Jul 31, 202020.1K Shares531.2K Views
After 18 months of intensive study, the President’s Economic Recovery Advisory Board has released(PDF) a comprehensive review of the country’s tax code and made recommendations for simplification.
The board notes that the tax code has changed so often — 15,000 times since a major 1986 tax overhaul — it is impossible to keep up with and confusing for families. And the report explains that the dizzying profusion of credits and deductions frays filers’ nerves and makes them less likely to claim eligible or appropriate credits. That is particularly harmful for low-income families, often eligible for dozens of overlapping credits.

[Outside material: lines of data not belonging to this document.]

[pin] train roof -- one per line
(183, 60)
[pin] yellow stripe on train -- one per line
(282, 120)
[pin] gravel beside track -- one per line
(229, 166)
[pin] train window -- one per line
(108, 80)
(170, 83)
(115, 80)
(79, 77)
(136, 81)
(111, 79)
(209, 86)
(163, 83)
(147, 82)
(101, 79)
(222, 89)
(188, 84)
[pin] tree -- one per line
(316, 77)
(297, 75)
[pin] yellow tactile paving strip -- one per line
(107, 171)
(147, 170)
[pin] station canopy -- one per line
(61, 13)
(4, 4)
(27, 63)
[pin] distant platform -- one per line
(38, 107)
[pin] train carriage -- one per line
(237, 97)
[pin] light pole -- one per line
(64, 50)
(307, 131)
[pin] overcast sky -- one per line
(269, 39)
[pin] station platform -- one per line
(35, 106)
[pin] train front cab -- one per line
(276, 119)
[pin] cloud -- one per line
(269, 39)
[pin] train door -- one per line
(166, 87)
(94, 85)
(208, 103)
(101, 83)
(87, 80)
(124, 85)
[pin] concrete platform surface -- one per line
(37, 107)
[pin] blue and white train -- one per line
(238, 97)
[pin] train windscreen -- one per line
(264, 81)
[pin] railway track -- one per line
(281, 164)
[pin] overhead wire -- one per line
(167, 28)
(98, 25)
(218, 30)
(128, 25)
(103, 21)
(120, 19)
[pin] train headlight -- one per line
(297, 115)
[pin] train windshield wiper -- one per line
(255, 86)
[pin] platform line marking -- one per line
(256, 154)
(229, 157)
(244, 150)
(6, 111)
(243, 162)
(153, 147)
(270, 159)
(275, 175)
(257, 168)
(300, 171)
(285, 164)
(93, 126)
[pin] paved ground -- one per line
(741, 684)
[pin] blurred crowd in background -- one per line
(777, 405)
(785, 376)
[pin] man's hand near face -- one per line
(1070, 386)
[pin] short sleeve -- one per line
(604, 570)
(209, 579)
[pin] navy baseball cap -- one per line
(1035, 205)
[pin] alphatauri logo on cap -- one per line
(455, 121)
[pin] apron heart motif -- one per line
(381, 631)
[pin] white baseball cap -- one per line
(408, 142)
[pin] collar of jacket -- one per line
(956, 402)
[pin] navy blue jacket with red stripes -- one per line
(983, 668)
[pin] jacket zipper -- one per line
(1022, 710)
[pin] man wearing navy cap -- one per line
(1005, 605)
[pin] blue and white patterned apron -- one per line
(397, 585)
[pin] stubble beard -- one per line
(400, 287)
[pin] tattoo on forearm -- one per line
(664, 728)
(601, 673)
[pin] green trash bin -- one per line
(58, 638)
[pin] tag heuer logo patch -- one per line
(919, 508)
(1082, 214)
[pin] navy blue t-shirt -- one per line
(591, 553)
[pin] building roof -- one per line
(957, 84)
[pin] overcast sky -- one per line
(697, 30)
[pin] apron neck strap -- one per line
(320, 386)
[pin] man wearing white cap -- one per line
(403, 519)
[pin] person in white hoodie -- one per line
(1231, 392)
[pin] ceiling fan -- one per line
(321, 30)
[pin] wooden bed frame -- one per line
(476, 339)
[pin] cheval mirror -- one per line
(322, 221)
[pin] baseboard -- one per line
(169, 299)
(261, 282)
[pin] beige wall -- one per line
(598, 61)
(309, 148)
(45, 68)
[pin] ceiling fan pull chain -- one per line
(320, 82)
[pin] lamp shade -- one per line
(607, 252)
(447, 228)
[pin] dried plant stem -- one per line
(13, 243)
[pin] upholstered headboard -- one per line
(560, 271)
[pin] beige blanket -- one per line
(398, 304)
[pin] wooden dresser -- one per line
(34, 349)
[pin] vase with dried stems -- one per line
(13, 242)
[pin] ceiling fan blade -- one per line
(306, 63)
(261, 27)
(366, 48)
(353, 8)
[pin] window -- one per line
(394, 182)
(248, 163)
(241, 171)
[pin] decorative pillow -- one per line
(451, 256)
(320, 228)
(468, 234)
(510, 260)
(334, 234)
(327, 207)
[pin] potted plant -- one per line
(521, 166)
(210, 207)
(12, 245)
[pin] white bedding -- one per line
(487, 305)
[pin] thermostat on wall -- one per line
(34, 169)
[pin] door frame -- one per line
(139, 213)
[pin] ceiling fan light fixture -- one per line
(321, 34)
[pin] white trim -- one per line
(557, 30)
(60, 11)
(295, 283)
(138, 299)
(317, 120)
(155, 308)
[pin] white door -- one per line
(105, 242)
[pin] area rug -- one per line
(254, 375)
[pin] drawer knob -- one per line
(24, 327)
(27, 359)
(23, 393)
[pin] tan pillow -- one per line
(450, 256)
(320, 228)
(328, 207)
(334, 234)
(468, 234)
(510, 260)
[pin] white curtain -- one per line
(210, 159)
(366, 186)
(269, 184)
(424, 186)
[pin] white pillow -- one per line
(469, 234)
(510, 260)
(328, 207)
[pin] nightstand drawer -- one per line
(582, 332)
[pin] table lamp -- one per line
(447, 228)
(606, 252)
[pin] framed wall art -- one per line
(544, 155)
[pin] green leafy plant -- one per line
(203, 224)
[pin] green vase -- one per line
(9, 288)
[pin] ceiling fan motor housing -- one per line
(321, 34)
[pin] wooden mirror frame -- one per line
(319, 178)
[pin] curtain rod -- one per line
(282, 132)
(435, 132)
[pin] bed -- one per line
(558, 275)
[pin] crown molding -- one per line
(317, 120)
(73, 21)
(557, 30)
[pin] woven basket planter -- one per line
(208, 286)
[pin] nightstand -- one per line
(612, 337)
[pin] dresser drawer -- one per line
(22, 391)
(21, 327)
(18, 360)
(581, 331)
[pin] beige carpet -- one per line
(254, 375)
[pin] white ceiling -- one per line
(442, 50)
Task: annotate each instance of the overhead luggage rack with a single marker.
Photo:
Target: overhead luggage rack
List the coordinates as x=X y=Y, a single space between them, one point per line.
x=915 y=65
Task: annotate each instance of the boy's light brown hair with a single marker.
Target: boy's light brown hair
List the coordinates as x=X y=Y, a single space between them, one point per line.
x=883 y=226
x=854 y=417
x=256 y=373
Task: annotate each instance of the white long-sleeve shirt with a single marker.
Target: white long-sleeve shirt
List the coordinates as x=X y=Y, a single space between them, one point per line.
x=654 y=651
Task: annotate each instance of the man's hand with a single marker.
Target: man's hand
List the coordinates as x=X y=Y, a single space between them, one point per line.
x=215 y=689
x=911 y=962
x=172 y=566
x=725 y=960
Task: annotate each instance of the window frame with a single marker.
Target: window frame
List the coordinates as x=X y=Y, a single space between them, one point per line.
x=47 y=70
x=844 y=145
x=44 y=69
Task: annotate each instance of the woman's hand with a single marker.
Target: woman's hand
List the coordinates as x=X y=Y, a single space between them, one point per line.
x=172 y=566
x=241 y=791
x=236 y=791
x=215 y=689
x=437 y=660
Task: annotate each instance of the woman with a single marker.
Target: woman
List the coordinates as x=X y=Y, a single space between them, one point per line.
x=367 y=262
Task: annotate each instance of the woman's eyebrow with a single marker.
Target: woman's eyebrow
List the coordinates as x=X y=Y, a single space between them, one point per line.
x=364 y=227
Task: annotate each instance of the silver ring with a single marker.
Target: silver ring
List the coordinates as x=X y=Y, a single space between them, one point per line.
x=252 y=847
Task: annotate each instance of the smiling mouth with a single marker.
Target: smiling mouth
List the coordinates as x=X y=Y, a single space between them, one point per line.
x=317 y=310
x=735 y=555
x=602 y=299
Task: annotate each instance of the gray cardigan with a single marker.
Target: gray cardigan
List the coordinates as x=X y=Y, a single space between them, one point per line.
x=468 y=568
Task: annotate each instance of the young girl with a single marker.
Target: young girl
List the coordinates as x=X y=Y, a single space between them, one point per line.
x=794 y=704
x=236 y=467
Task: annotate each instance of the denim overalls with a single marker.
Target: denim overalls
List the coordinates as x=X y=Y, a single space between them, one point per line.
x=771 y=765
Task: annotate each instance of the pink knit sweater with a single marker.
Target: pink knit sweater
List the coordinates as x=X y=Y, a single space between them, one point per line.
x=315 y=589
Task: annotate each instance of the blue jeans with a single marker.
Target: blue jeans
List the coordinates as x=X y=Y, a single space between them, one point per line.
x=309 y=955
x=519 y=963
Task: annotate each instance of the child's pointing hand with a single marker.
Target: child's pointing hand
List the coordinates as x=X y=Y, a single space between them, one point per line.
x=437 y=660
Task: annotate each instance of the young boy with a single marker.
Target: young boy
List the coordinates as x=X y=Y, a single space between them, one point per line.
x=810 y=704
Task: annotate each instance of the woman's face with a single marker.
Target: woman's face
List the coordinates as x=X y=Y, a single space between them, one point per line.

Taxpayers and businesses spend 7.6 billion hours and incur significant out-of-pocket expenses each year complying with federal income tax filing requirements. In monetary terms, these costs are roughly equivalent to at least one percent of GDP annually (or about $140 billion in 2008). These costs are more than 12 times the IRS budget and amount to about 10 cents per dollar of income tax receipts. The IRS estimated that for 2008, taxpayers filing Form 1040 spent an average of 21.4 hours on federal tax-related matters.
The 120-page report contains a number of recommendations, among them: Bring down the corporate tax rate, which at 35 percent is the second-highest among industrialized countries, and simplify taxes for families and individuals. Doing so would not only help ease the strain of preparing taxes on families, but would improve compliance, the report says. Incorrect individual and family filings make up the bulk of the “tax gap,” the difference between what the government thinks it should collect and what it does.